| Tribune Avril 2023

Tribune Avril 2023

Réparons l’environnement, pas les femmes !

Par Manon Le Naour, Directrice du développement d’IPRH Consultants, Formatrice en management, communication, vente, ressources humaines, auditrice. Coach certifiée.

La mixité femmes-hommes dans les instances dirigeantes des organisations est un sujet d’attention depuis plus de 15 ans, pourtant les progrès restent très lents et incertains. L’erreur est de penser qu’il s’agit d’un problème « de femmes ». Ce n’est pas le cas, ou pas seulement.

C’est surtout et d’abord une question de bonne gestion des talents, une compétence que les dirigeant(e)s d’aujourd’hui et de demain doivent comprendre et s’approprier. Au cœur du problème se trouve la vision de la place de la femme et la responsabilité de la famille qui lui incombe « historiquement » à travers la maternité. Le monde de l’entreprise s’est construit avec des hommes, pour des hommes, qui n’ont pas eu pour habitude de mettre en concurrence leur rôle de pères et leur carrière. Rien d’étonnant alors à ce que le parcours soit inadapté pour celles qui (le plus souvent encore) doivent combiner une double ou parfois triple charge. Le modèle de réussite n’a pas été conçu pour les femmes et il ne marche pas pour toutes celles et ceux qui ne rentrent pas dans « le moule historique ».

Il n’y a pas de solution miracle mais nous savons déjà que les progrès ne se font pas « naturellement » ; le chemin est tellement inscrit dans un changement de perspective et de culture qu’il nécessite des actions et points d’inflexion à tous les étages, de la part des gouvernements comme des entreprises.

Mettre en place des processus équitables dès le recrutement

Pendant longtemps, les entreprises ont privilégié les programmes de coaching ou les formations au leadership visant à aider les femmes à « naviguer » dans un environnement qui ne leur était pas favorable, et qui ne prenait pas en compte les contraintes auxquelles elles sont confrontées. Ces formations sont utiles, bien sûr, pour renforcer la confiance en soi et l’affirmation qui parfois, on le sait, manquent aux femmes. Mais les capacités et le leadership des femmes ne sont pas le problème. Le défaut à réparer est dans le système, un modèle biaisé, un terrain de jeu inégal, souvent plus exigeant pour les femmes. Il s’agit donc moins de « réparer les femmes » que de « réparer l’environnement » : mettre en place des processus équitables, neutralisant les biais dans les recrutements et promotions ; éliminer la stigmatisation et la discrimination liées à la maternité ; apporter la flexibilité et le support dont les femmes et tous les parents ont besoin pour combiner une carrière exigeante et des responsabilités familiales.
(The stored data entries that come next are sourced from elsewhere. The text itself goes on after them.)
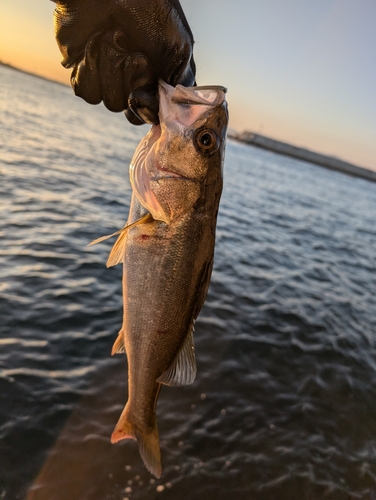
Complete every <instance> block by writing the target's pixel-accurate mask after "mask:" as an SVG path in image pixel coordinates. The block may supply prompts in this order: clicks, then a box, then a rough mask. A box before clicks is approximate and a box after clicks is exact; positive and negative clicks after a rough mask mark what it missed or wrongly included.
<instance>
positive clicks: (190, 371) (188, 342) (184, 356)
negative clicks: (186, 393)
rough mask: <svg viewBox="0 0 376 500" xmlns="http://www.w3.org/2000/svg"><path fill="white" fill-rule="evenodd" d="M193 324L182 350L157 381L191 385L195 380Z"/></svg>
mask: <svg viewBox="0 0 376 500" xmlns="http://www.w3.org/2000/svg"><path fill="white" fill-rule="evenodd" d="M193 330H194V328H193V325H192V329H191V330H190V332H189V333H188V335H187V337H186V338H185V340H184V344H183V345H182V347H181V349H180V351H179V352H178V354H177V355H176V357H175V359H174V361H173V362H172V364H171V366H170V367H169V368H168V370H166V371H165V372H164V373H162V375H161V376H160V377H159V378H158V379H157V382H159V383H161V384H164V385H170V386H180V385H190V384H192V383H193V382H194V379H195V378H196V373H197V367H196V357H195V348H194V344H193Z"/></svg>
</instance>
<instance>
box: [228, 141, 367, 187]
mask: <svg viewBox="0 0 376 500" xmlns="http://www.w3.org/2000/svg"><path fill="white" fill-rule="evenodd" d="M229 137H231V138H232V139H235V140H237V141H240V142H244V143H246V144H250V145H252V146H256V147H259V148H263V149H268V150H269V151H274V152H275V153H279V154H282V155H286V156H291V157H292V158H297V159H299V160H304V161H308V162H310V163H315V164H316V165H320V166H321V167H325V168H329V169H331V170H338V171H339V172H343V173H345V174H348V175H353V176H356V177H363V178H364V179H368V180H370V181H374V182H376V172H375V171H373V170H368V169H366V168H363V167H357V166H356V165H353V164H351V163H348V162H346V161H342V160H340V159H338V158H334V157H332V156H325V155H322V154H319V153H314V152H313V151H310V150H309V149H304V148H298V147H296V146H292V145H291V144H286V143H285V142H280V141H276V140H275V139H270V138H269V137H265V136H264V135H260V134H254V133H253V132H242V133H240V134H237V133H232V134H230V135H229Z"/></svg>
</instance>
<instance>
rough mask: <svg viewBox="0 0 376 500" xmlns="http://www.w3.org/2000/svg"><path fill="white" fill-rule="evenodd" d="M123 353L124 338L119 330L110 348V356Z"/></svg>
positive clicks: (123, 346) (123, 350) (124, 349)
mask: <svg viewBox="0 0 376 500" xmlns="http://www.w3.org/2000/svg"><path fill="white" fill-rule="evenodd" d="M124 352H125V347H124V338H123V331H122V330H120V332H119V334H118V336H117V338H116V340H115V342H114V345H113V346H112V350H111V356H113V355H114V354H120V353H124Z"/></svg>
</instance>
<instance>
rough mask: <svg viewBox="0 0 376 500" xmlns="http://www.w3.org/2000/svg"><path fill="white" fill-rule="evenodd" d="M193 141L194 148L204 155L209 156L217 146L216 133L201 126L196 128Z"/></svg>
mask: <svg viewBox="0 0 376 500" xmlns="http://www.w3.org/2000/svg"><path fill="white" fill-rule="evenodd" d="M193 141H194V145H195V148H196V150H197V151H198V152H199V153H201V154H204V155H205V156H211V155H212V154H214V153H215V152H216V151H217V150H218V147H219V140H218V136H217V134H216V133H215V132H214V131H213V130H211V129H208V128H201V129H199V130H197V131H196V133H195V135H194V138H193Z"/></svg>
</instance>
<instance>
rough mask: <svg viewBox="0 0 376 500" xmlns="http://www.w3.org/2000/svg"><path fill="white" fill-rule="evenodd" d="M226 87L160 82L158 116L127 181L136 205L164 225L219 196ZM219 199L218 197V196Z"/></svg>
mask: <svg viewBox="0 0 376 500" xmlns="http://www.w3.org/2000/svg"><path fill="white" fill-rule="evenodd" d="M225 92H226V89H225V88H224V87H219V86H211V87H209V86H207V87H183V86H181V85H177V86H176V87H171V86H170V85H168V84H166V83H165V82H160V84H159V102H160V107H159V119H160V124H159V125H157V126H156V125H154V126H153V127H152V128H151V130H150V132H149V134H148V135H147V136H146V137H145V138H144V139H143V140H142V141H141V143H140V145H139V146H138V148H137V150H136V152H135V155H134V157H133V159H132V162H131V167H130V179H131V184H132V187H133V190H134V192H135V194H136V196H137V198H138V199H139V201H140V203H141V204H142V205H143V206H144V207H145V208H146V209H147V210H148V211H149V212H150V213H151V215H152V216H153V218H154V219H156V220H161V221H164V222H166V223H169V222H171V221H172V220H173V219H175V218H176V217H178V216H180V215H182V214H184V213H187V212H189V211H191V210H193V209H194V208H195V207H197V204H200V203H203V204H205V203H211V202H215V200H214V199H213V197H214V198H215V196H218V197H219V196H220V193H221V189H222V171H223V161H224V149H225V140H226V131H227V123H228V112H227V103H226V100H225ZM218 201H219V198H218Z"/></svg>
Changer la vision du leadership et de la performance

Il faut permettre à toutes celles et ceux pour lesquels le modèle « dominant » ne convient pas de pleinement contribuer et réussir. Il s’agit avant tout de changer les codes, la vision du leadership, la façon dont nous travaillons, dont nous pensons la performance. Finalement, il n’est pas question de créer des exceptions et mesures pour les femmes dans un monde difficile, mais plutôt de rendre ce monde résolument meilleur pour toutes et tous, y compris les jeunes générations dont les aspirations bousculent aujourd’hui les codes.